# Yet another X-Trail turbo failure



## spanktheplank (Aug 17, 2007)

I just want to relay my recent experience for the benefit of others that might not be in the know.

I bought my X-Trail secondhand from a local Nissan dealer in January 2007 to replace a 15 year old Land Rover Discovery TDi which we'd had from new without major problems. The X-Trail is a 2.2 DCi Sport 136 first registered in July 2004. When I bought it, it had 20,200 miles on the clock. By the time the turbo went on 4th August it was up to 26,800.

Most of my driving has been on motorways. I haven't taken it off road yet, or towed with it. I don't thrash it. I try to keep the revs below 3,000.

On the day in question, I'd driven about 3 miles from home, and was pulling up the ramp onto the local motorway, I guess accelerating steadily through 50mph, when there was a strange noise and immediate siren like sound that both my wife and I thought was a police car or ambulance behind us. On looking in the mirror, I could see that the car had deposited a large cloud of black smoke on the following traffic.

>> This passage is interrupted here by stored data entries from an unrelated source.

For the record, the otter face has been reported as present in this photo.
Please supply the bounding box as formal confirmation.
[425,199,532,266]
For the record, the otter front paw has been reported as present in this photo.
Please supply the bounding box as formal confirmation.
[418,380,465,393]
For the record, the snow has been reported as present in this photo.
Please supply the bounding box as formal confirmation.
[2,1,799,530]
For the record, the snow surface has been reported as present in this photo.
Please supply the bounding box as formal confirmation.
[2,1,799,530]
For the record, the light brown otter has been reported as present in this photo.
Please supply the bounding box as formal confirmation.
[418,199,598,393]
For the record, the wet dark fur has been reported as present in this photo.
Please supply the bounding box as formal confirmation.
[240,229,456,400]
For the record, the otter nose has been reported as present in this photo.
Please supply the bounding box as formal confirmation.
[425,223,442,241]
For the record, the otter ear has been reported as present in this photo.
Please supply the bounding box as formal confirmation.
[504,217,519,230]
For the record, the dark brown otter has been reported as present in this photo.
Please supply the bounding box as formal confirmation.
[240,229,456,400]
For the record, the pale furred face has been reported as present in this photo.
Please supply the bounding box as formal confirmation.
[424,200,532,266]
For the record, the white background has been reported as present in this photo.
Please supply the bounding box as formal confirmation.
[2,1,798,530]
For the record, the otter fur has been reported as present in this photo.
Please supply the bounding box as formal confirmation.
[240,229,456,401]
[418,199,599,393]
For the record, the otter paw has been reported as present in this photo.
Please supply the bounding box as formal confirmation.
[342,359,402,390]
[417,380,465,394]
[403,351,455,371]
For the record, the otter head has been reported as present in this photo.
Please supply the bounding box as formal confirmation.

Took it to the Nissan dealer. Hey presto turbo failure. Luckily they managed to get a new replacement turbo from Nissan UK under warranty, even though the car was just outside the warranty period by a month. This took about a week waiting for Nissan's decision. I had to pay for the labour though. Got the X-Trail back this morning.

I asked the service rep would it go again, and he told me that turbo failure in this engine is pretty common between 20 and 30,000 miles, but that hardly any of the ones that they've replaced have ever come back in. NIssan won't admit it's a design fault, but my dealer thinks they have probably done a mod on the turbo. Anyone know if this is true?

I love the X-Trail so far, but it's let down by the turbo failures etc. Would I buy another? Well, I'm not sure. Before the turbo went I would have said yes. I think I'll keep it until 2009 then decide.


----------



## flynn (Jun 23, 2006)

spanktheplank said:


> NIssan won't admit it's a design fault, but my dealer thinks they have probably done a mod on the turbo. Anyone know if this is true?


My brother-in-law bought his X-t in 2005 and there was a recall a few months later to tweak the ECU after reports of turbo failure. The dealer should have details on his system. Do you know if that was done on yours?

It was a known problem and I'd guess you might be covered by the Sale of Goods Act to recover the labour costs from the dealer. Would have a word with Trading Standards and/or CAB.


----------



## spanktheplank (Aug 17, 2007)

Thanks Flynn. I'll look into that. I'll make enquiries about the recall aswell. Do you know if anyone keeps a list of recalls on particular models?


----------



## flynn (Jun 23, 2006)

I seem to remember seeing a list of recalls on the Nissan site but it didn't seem to be complete. You might get some sense out of Nissan customer services if you catch someone there on a good day.


----------